Researchers in the Netherlands have a different approach. They are creating pyramid-shaped structures from pear trees and dropping them into the Wadden Sea along that county’s northern coast. Jon Dickson, a Ph.D candidate at the Royal Netherlands Institute for Sea Research, told The Guardian, “We have fossil records of sunken wood communities dating back to the Jurassic period. We are trying to simulate what it used to be like. [Because] trees are cheap and waste products, it’s cheaper to scale than using concrete or sunken ships.”

Those wooden structures have been in the water for more than six months and the results are encouraging. They are now home to algae and more than 15 species that are immobile and typically anchored to a surface, like barnacles on the hull of a ship. They also are home to three times more species of fish than control areas without the artificial wooden pyramids.

A reef is where fish go to spawn. The structure of the reef provides protection from predators for the hatchlings. Scientists estimate more than a million species of marine live are at risk of extinction if the world’s reef system is compromised. “Hopefully we can push the knowledge that we’ve learned into other similar systems, [such as] in the North Sea and help the fish population recover there,” Dickson said.

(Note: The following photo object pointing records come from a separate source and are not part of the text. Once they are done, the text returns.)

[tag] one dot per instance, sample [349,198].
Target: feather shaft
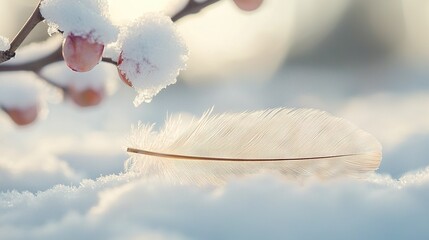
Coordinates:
[226,159]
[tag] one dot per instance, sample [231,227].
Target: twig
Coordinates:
[36,65]
[191,8]
[35,18]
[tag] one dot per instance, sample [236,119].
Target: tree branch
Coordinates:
[35,18]
[192,7]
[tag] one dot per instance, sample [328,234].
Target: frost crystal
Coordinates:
[80,17]
[4,43]
[152,54]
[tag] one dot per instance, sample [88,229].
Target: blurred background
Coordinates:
[363,60]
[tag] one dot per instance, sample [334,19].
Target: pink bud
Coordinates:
[23,115]
[86,97]
[80,53]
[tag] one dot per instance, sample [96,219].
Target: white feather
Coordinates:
[294,142]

He added, “I’d love to do [this experiment] somewhere with clearer water where we can actually visually observe how these reefs are providing habitat for fish and other organisms, as well as elsewhere in the Netherlands and North Sea. The flora and fauna vary even 200 km down the coast, so I’d be fascinated to learn. You also have different [types of] trees in different places. So is that affecting what’s going on there?”

“I’m really hopeful that we can kickstart the formation of natural reefs again by creating biodegradable reefs. [In] the southern North Sea there used to be 30% oyster reefs, now it’s less than 1%,” he said. I feel like we’re at the point in this global biodiversity crisis where we need to accept that we don’t know all the answers and just start doing it on a wide scale [because] some action is better than no action.”

In 2017, researchers in Germany published similar findings after studying deep sea organisms that inhabited sunken tree logs. They found that different species were attracted to the sunken wood depending on the location.

Artificial Reef Technology Expands

We know more about the back side of the moon than we do about the oceans here on Earth, which cover about two-thirds of the planet. For centuries, coastal people have relied on the oceans for food, little realizing the role a reef can play in nurturing young fish early in their lives. The demise of the world’s reef population is a phenomenon that scientists have been aware of since the 1950s.

In other words, the signs of the deterioration of the natural environment has been known for a long time, but little has been done about it because the causes of a deteriorating environment have been unclear, and what little was known was often covered up by those who wanted to protect their own selfish economic interests.

Now, with nearly half of all reefs in the world dead or dying, researchers are busy experimenting with ways to devise an artificial reef structure that will replace the one nature created. That is laudable. Change is inevitable and adaptation is an essential part of life. But perhaps we need to look a little deeper into the problem to identify why a reef dies and what we can do about it.

The one thing people will never be able to do is claim there was no way to know about the destruction of the environment caused by human activity. The signs are all around us in the form of hotter, drier weather, rampaging forest fires, melting glaciers, and more destructive storms.

Constructing an artificial reef is a worthy endeavor, but hardly sufficient to address the calamity of an overheating planet. It took 10,000 years for the Earth’s reef infrastructure to form. It may take another 10,000 years to fully undo the damage caused by human habitation.